On the feeding, be careful you can overfeed the tank pretty easily trying I would suggest doing a target feeding daily, if you can get it to eat this way....

What I would try is to turn off all the pumps and use a turkey baster to blow food in its arms. I would guess that since you are seeing it move around the tank all the time that it is searching for food, which might mean it is starving already so I would work quickly on getting it a good source of food without polluting the tank

If that does not work, I would suggest setting up feeding tank to move it into. A small tank with mild flow that you can put quite a bit of food into for it to capture, and then move it back to the main tank after it feeds. This way you can give it a lot of food, without ihe pollution problems. Just change the water in the feeding tank before each feeding event.

Kim
 

mb

New Reefer
Thanks for all the tips about food. I was target feeding it with thawed brine shrimp and blood worm, and it was eating them. I am not sure if they have much nutrition values in them.
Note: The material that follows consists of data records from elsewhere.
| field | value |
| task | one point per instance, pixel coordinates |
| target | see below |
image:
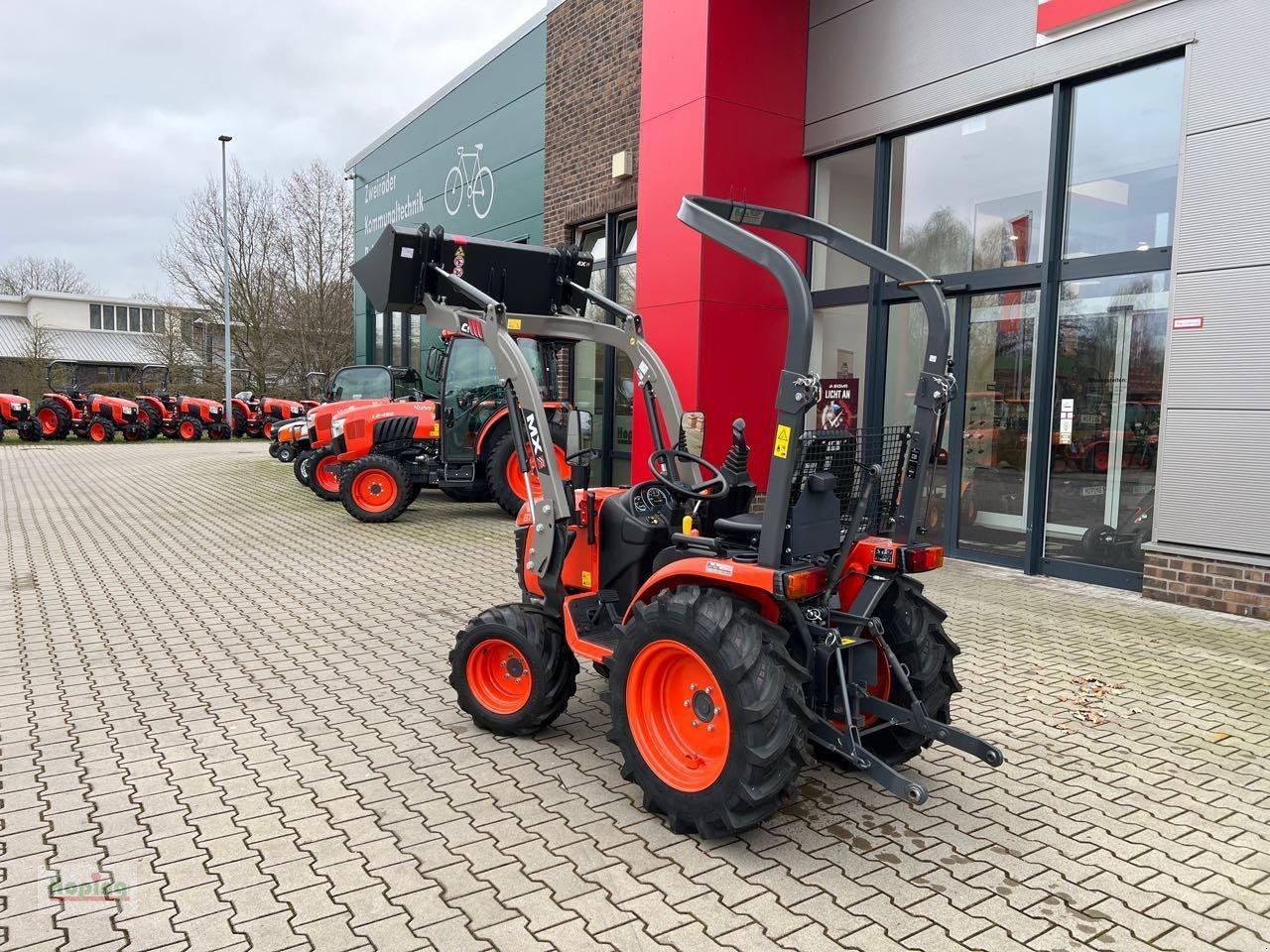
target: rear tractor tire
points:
(375, 489)
(512, 669)
(324, 475)
(55, 420)
(915, 631)
(503, 474)
(707, 711)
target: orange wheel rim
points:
(499, 676)
(373, 490)
(516, 479)
(325, 474)
(679, 716)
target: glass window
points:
(416, 341)
(1109, 372)
(1123, 181)
(970, 194)
(361, 384)
(906, 352)
(838, 348)
(844, 199)
(996, 400)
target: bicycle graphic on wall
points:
(470, 180)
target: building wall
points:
(592, 111)
(875, 67)
(402, 177)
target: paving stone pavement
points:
(229, 701)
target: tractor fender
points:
(498, 417)
(744, 579)
(64, 400)
(153, 405)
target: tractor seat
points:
(739, 529)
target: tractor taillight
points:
(806, 583)
(924, 558)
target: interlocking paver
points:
(276, 761)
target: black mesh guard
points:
(847, 454)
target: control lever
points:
(867, 485)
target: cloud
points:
(112, 111)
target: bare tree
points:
(193, 263)
(318, 255)
(22, 276)
(37, 350)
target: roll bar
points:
(494, 326)
(728, 222)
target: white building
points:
(108, 336)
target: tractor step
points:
(595, 619)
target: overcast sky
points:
(109, 111)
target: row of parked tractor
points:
(380, 436)
(153, 412)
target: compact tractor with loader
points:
(176, 416)
(735, 644)
(64, 411)
(16, 416)
(381, 456)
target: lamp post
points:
(225, 286)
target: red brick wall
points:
(1207, 583)
(592, 112)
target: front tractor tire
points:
(375, 489)
(324, 475)
(707, 711)
(512, 670)
(55, 420)
(915, 630)
(190, 429)
(503, 471)
(100, 430)
(302, 466)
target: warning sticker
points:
(783, 442)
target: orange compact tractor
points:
(461, 443)
(349, 386)
(257, 416)
(734, 643)
(64, 411)
(16, 416)
(176, 416)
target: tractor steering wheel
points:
(662, 463)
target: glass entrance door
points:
(996, 397)
(1105, 429)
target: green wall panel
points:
(403, 180)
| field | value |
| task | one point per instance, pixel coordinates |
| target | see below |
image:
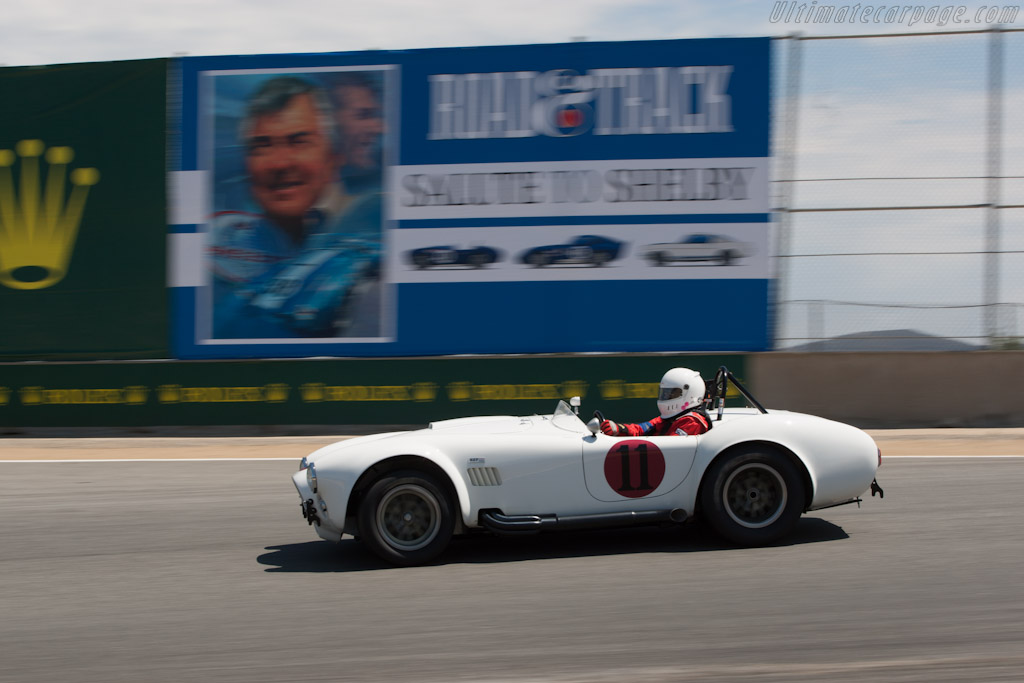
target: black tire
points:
(753, 497)
(407, 517)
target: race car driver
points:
(680, 401)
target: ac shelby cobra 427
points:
(751, 477)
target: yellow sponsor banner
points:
(316, 392)
(268, 393)
(37, 395)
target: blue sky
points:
(58, 31)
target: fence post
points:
(786, 171)
(992, 182)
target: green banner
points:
(83, 211)
(348, 392)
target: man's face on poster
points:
(289, 159)
(360, 123)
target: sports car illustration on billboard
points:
(444, 256)
(717, 248)
(585, 249)
(313, 293)
(751, 477)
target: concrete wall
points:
(893, 390)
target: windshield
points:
(564, 418)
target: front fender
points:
(340, 468)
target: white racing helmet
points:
(681, 389)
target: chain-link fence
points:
(899, 193)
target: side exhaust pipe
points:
(495, 521)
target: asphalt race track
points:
(206, 571)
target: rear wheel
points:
(407, 517)
(753, 497)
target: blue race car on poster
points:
(586, 249)
(442, 256)
(313, 294)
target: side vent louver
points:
(484, 476)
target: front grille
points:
(484, 476)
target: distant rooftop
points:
(887, 340)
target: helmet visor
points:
(668, 393)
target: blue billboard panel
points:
(499, 200)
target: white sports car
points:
(718, 248)
(751, 477)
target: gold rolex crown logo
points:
(39, 222)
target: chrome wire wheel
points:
(409, 517)
(755, 496)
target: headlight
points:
(311, 477)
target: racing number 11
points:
(634, 468)
(625, 452)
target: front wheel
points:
(407, 517)
(754, 497)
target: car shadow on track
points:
(351, 555)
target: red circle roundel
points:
(634, 468)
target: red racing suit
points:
(690, 422)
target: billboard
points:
(584, 197)
(83, 211)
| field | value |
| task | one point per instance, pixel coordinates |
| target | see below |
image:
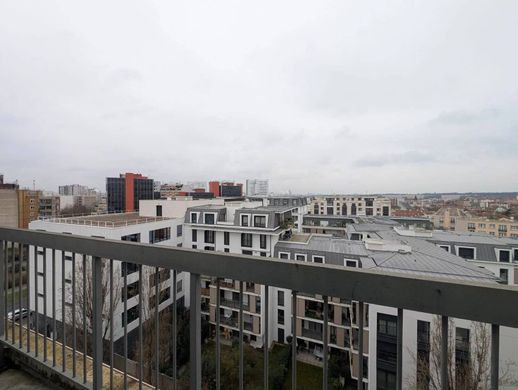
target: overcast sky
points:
(345, 96)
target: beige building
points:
(493, 227)
(350, 205)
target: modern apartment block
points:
(125, 192)
(493, 227)
(354, 205)
(75, 189)
(257, 187)
(246, 228)
(49, 206)
(499, 255)
(126, 227)
(226, 189)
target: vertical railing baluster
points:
(241, 357)
(125, 289)
(294, 341)
(97, 323)
(399, 378)
(54, 289)
(195, 332)
(3, 290)
(63, 311)
(13, 283)
(157, 326)
(5, 281)
(140, 330)
(28, 298)
(444, 353)
(174, 330)
(495, 356)
(325, 341)
(45, 305)
(36, 310)
(74, 332)
(360, 345)
(111, 324)
(20, 282)
(85, 335)
(218, 335)
(266, 344)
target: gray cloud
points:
(300, 94)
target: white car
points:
(18, 314)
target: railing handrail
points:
(484, 302)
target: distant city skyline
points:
(345, 98)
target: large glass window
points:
(159, 235)
(246, 240)
(209, 236)
(466, 253)
(259, 221)
(262, 241)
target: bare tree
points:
(84, 289)
(471, 372)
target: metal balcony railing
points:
(84, 362)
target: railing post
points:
(195, 331)
(360, 346)
(444, 353)
(495, 355)
(97, 342)
(3, 294)
(399, 379)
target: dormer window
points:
(259, 221)
(209, 219)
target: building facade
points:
(125, 192)
(354, 205)
(257, 187)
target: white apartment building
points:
(251, 229)
(126, 227)
(256, 187)
(353, 205)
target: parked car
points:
(18, 314)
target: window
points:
(262, 241)
(159, 235)
(246, 240)
(209, 218)
(209, 236)
(504, 256)
(300, 257)
(319, 259)
(280, 298)
(466, 253)
(260, 221)
(280, 317)
(351, 263)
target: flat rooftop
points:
(109, 220)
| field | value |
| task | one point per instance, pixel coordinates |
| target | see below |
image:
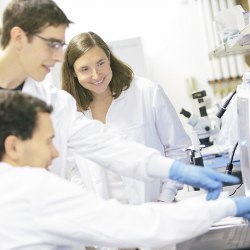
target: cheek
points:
(83, 80)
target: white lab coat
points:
(91, 140)
(144, 114)
(39, 210)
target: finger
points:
(213, 194)
(227, 178)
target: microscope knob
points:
(207, 128)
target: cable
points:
(236, 190)
(229, 167)
(223, 108)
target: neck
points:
(12, 74)
(103, 96)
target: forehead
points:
(44, 127)
(54, 32)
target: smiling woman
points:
(106, 89)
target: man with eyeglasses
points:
(33, 34)
(38, 210)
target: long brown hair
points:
(78, 46)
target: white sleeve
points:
(64, 214)
(170, 130)
(172, 136)
(92, 140)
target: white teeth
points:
(97, 83)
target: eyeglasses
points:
(53, 44)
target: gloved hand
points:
(242, 206)
(201, 177)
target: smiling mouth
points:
(98, 83)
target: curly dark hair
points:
(18, 115)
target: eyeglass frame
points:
(53, 44)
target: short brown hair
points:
(18, 115)
(32, 16)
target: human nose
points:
(95, 74)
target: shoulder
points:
(144, 85)
(48, 92)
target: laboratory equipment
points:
(243, 109)
(201, 123)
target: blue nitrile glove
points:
(201, 177)
(242, 206)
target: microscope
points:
(201, 123)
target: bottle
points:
(243, 109)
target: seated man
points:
(39, 210)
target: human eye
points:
(84, 70)
(101, 63)
(55, 45)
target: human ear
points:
(12, 147)
(17, 36)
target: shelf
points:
(236, 44)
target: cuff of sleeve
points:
(229, 205)
(159, 166)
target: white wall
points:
(171, 33)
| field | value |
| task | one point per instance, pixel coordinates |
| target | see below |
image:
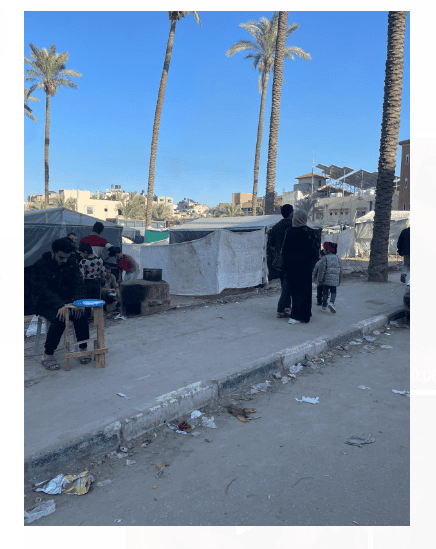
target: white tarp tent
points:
(364, 227)
(206, 266)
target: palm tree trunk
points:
(259, 142)
(378, 260)
(160, 98)
(46, 146)
(275, 112)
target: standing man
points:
(56, 282)
(98, 243)
(275, 242)
(403, 246)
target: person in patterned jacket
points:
(93, 272)
(329, 275)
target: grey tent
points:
(41, 227)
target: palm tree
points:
(263, 51)
(275, 113)
(50, 73)
(232, 210)
(28, 97)
(161, 212)
(174, 16)
(378, 260)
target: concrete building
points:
(346, 209)
(305, 182)
(404, 190)
(240, 198)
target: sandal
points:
(50, 363)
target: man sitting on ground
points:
(56, 282)
(98, 243)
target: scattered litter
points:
(295, 369)
(46, 508)
(103, 483)
(311, 400)
(33, 328)
(195, 413)
(260, 387)
(405, 393)
(358, 440)
(208, 422)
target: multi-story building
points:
(404, 190)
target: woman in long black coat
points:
(300, 253)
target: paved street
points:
(288, 467)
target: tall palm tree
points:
(28, 97)
(174, 16)
(378, 260)
(50, 73)
(263, 50)
(275, 112)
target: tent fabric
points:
(200, 228)
(364, 229)
(223, 259)
(41, 227)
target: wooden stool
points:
(99, 349)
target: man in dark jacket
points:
(56, 282)
(403, 246)
(275, 242)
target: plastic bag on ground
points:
(46, 508)
(311, 400)
(208, 422)
(358, 440)
(33, 327)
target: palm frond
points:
(242, 45)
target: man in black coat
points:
(276, 238)
(56, 282)
(403, 246)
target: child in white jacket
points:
(329, 275)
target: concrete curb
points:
(176, 403)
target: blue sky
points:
(100, 134)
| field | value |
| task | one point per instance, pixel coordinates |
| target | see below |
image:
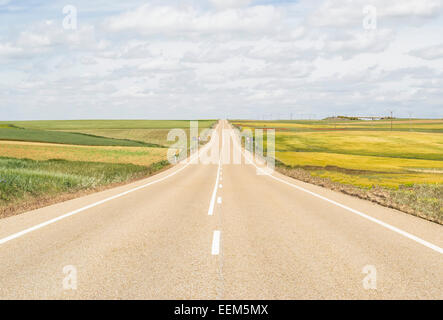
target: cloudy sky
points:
(220, 58)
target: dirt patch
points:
(422, 201)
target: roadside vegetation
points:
(402, 168)
(26, 184)
(43, 162)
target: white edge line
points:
(379, 222)
(216, 243)
(44, 224)
(214, 193)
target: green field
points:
(42, 161)
(366, 155)
(26, 183)
(130, 133)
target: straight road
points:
(219, 231)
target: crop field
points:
(415, 125)
(42, 162)
(130, 133)
(367, 156)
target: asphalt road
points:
(219, 231)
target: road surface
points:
(219, 231)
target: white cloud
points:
(429, 53)
(197, 60)
(223, 4)
(168, 20)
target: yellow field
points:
(369, 170)
(363, 158)
(46, 151)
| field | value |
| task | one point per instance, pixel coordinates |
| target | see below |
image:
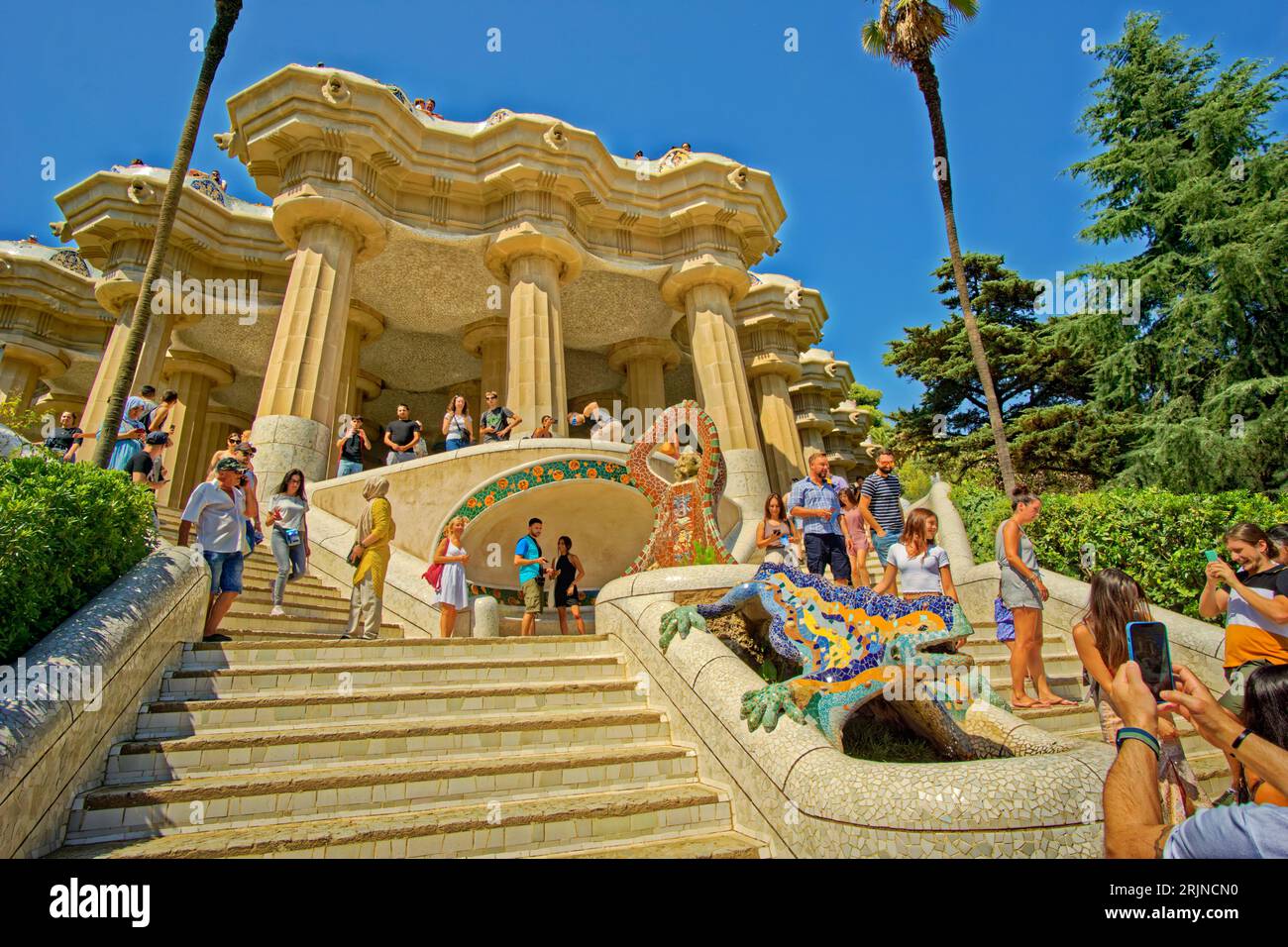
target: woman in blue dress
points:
(129, 436)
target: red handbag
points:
(434, 577)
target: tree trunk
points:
(928, 84)
(226, 16)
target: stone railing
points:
(806, 799)
(1194, 643)
(120, 643)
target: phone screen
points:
(1146, 646)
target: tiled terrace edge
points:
(53, 750)
(809, 800)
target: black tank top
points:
(567, 573)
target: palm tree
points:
(907, 33)
(226, 16)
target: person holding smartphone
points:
(1116, 600)
(1022, 591)
(1254, 600)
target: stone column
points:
(772, 365)
(297, 403)
(119, 295)
(644, 363)
(24, 367)
(487, 341)
(364, 328)
(704, 290)
(193, 375)
(535, 264)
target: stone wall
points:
(53, 750)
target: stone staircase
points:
(1081, 722)
(288, 742)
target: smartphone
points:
(1146, 646)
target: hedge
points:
(67, 531)
(1151, 535)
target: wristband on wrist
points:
(1141, 735)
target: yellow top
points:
(376, 558)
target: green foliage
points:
(67, 531)
(1151, 535)
(1189, 170)
(1039, 381)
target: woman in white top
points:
(604, 427)
(917, 562)
(288, 534)
(776, 532)
(458, 424)
(452, 591)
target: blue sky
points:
(844, 136)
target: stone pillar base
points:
(747, 487)
(286, 442)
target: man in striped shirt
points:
(880, 505)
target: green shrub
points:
(67, 531)
(1154, 536)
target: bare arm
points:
(945, 577)
(1091, 659)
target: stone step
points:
(988, 646)
(1057, 719)
(283, 651)
(1068, 686)
(552, 823)
(720, 845)
(174, 757)
(1059, 665)
(265, 624)
(368, 788)
(321, 706)
(321, 676)
(327, 608)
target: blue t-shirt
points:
(527, 548)
(1232, 831)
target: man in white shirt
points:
(219, 513)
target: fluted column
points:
(365, 326)
(644, 361)
(487, 341)
(535, 263)
(193, 375)
(301, 384)
(704, 290)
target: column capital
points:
(191, 363)
(370, 385)
(528, 239)
(369, 322)
(303, 208)
(703, 270)
(493, 329)
(47, 360)
(634, 350)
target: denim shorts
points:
(224, 571)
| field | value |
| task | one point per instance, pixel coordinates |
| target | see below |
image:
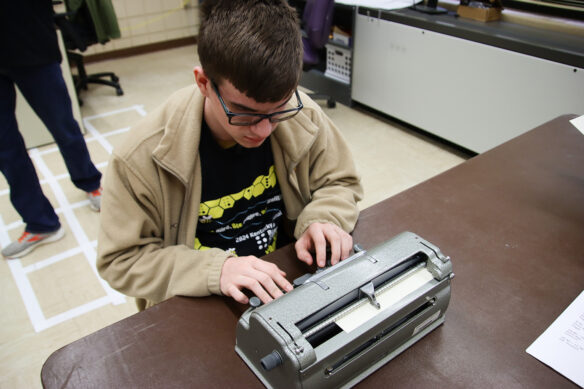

The reason I was thinking of dripping liquid food because i read/heard that it eats all the time throughout the night (nocturnal). I thought by dripping a drop of liquid food once an hour it will have enough to eat. But I wouldn't know when it has enough either. I guess if it sticks its hands out then it's still hungry.

Kim, you are right about it being hungry. The LFS didnot know about its presence, then he wasn't feeding it.

The idea about a secondary tank for the purpose of feeding is very good. I might have to go that way to avoid fouling up the main tank.